LIFE & STYLE

Recycled Fashions Come Out of the Trash Heap and Onto the Runway

By Kevin Spear
Orlando Sentinel.

Models strutted down the runway in outfits tailored from fishing line, citrus bags, hammered strips of beer cans and garbage bags.

This fashion show featured what’s called haute trash, trash walking and trashion, and it was all for a good cause: Keep Orlando Beautiful.

“I wanted to make something beautiful out of something in our daily lives,” said Krystol Pineda, who attends the International Academy of Design & Technology in Orlando, Fla., and took five weeks to dye and sew used mops into surprising elegance.

The Saturday event was not a novel concept.

The California-based Haute Trash Artists Collaborative has been putting on such shows for 20 years and is getting ready for one in Missouri.
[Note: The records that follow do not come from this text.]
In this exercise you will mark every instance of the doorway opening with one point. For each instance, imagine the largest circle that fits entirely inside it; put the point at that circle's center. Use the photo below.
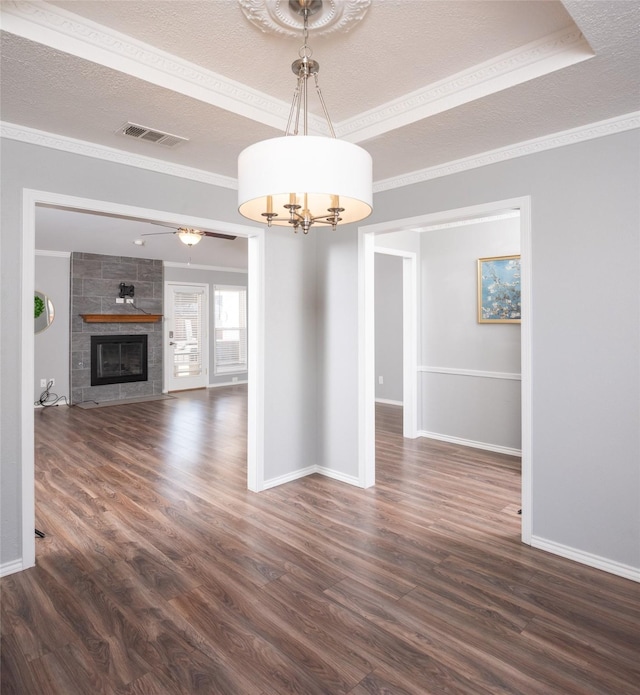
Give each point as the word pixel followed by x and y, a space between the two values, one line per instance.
pixel 255 408
pixel 186 336
pixel 367 245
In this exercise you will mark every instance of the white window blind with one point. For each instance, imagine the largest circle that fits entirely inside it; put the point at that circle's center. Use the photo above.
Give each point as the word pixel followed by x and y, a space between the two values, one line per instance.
pixel 187 356
pixel 230 329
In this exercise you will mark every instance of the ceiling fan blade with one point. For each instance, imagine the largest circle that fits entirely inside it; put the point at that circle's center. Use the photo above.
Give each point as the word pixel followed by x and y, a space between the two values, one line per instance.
pixel 218 235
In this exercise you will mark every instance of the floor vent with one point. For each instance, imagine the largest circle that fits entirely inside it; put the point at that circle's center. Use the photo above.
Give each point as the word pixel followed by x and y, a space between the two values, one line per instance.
pixel 140 132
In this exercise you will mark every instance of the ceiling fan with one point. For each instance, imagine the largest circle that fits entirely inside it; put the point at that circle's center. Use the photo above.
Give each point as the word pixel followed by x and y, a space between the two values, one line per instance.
pixel 190 236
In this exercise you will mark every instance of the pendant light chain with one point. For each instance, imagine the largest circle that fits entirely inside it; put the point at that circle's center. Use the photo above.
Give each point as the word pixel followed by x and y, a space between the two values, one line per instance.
pixel 309 179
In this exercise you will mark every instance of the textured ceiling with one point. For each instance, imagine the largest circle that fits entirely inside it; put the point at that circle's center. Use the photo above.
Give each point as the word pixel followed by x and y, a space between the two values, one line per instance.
pixel 418 84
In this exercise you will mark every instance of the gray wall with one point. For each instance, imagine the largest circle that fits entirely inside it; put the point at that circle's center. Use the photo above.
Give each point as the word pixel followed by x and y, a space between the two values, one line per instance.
pixel 40 168
pixel 388 327
pixel 483 407
pixel 212 277
pixel 51 346
pixel 586 334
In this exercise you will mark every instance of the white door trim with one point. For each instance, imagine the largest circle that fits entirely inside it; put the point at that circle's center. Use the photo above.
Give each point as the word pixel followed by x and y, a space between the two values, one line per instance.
pixel 255 444
pixel 205 334
pixel 366 363
pixel 409 339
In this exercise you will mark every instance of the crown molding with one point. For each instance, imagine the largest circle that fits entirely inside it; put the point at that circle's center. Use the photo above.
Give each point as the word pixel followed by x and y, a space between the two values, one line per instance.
pixel 554 52
pixel 110 154
pixel 592 131
pixel 195 266
pixel 53 254
pixel 75 35
pixel 612 126
pixel 67 32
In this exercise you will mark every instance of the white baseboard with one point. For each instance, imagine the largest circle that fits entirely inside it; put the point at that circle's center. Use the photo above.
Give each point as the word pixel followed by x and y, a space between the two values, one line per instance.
pixel 321 470
pixel 588 559
pixel 470 442
pixel 341 477
pixel 11 568
pixel 288 477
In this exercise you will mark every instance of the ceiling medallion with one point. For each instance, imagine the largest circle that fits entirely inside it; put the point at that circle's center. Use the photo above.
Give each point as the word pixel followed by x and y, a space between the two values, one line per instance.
pixel 280 17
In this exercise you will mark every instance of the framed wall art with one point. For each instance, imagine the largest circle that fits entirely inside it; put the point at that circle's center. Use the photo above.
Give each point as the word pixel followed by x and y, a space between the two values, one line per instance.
pixel 499 289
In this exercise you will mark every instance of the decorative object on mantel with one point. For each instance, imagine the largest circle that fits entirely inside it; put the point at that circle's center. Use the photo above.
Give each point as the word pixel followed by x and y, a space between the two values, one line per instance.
pixel 43 311
pixel 121 318
pixel 271 16
pixel 299 180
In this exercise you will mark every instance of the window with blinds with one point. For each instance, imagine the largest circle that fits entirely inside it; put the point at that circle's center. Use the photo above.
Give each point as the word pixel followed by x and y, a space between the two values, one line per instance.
pixel 230 329
pixel 187 334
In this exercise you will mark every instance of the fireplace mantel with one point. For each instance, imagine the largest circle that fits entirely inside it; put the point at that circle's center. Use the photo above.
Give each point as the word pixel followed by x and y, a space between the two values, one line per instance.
pixel 121 318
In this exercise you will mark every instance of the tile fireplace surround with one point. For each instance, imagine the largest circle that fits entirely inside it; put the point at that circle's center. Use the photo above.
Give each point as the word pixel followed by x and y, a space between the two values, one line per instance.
pixel 95 281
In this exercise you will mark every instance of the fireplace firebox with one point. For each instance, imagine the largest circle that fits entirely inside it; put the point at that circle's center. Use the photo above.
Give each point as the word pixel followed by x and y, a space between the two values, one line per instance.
pixel 118 359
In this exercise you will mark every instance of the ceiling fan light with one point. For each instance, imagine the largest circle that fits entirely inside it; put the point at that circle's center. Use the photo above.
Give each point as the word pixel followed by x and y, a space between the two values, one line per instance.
pixel 190 237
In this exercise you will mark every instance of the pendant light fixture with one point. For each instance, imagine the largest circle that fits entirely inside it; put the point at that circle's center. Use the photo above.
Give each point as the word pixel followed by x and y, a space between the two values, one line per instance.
pixel 299 180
“Junk to Funk” in Portland creates avant-garde fashion out of trash to “get people to think differently about waste.”

“Trashion usually refers to ‘making something from nothing’ for aesthetic purposes, not for practical use,” Wikipedia states.

Jody Buyas, coordinator of Keep Orlando Beautiful, a non-profit program administered by the city, said the Trash 2 Trends show came out of brainstorming for a fundraising theme.

A staffer recalled a similar event in South Carolina.

“It brings together art, fashion, recycling and the environment,” Buyas said.

Marcy Singhaus, a longtime designer of theatrical costumes in Orlando, had her pattern “in my head” to assemble scraps bedazzled with sequins, rhinestones and beads.

Her model for Trash 2 Trends is brother-in-law and actor Sam Singhaus done up in his alter-ego character of Miss Sammy.

Marie Stevens featured electronic waste.

She collected old CDs for weeks and now has “Oh, wow, a lot! Hundreds.”

After softening them in hot water, she cuts the discs to shape and glues or sews them into a fish-scale pattern for a futuristic, fairy tale impression.

“I hope it looks really cool on the runway, but it’s not something you would wear unless don’t want to sit down,” Stevens said.

Kelly-Anne Salazar actually aimed to create discomfort.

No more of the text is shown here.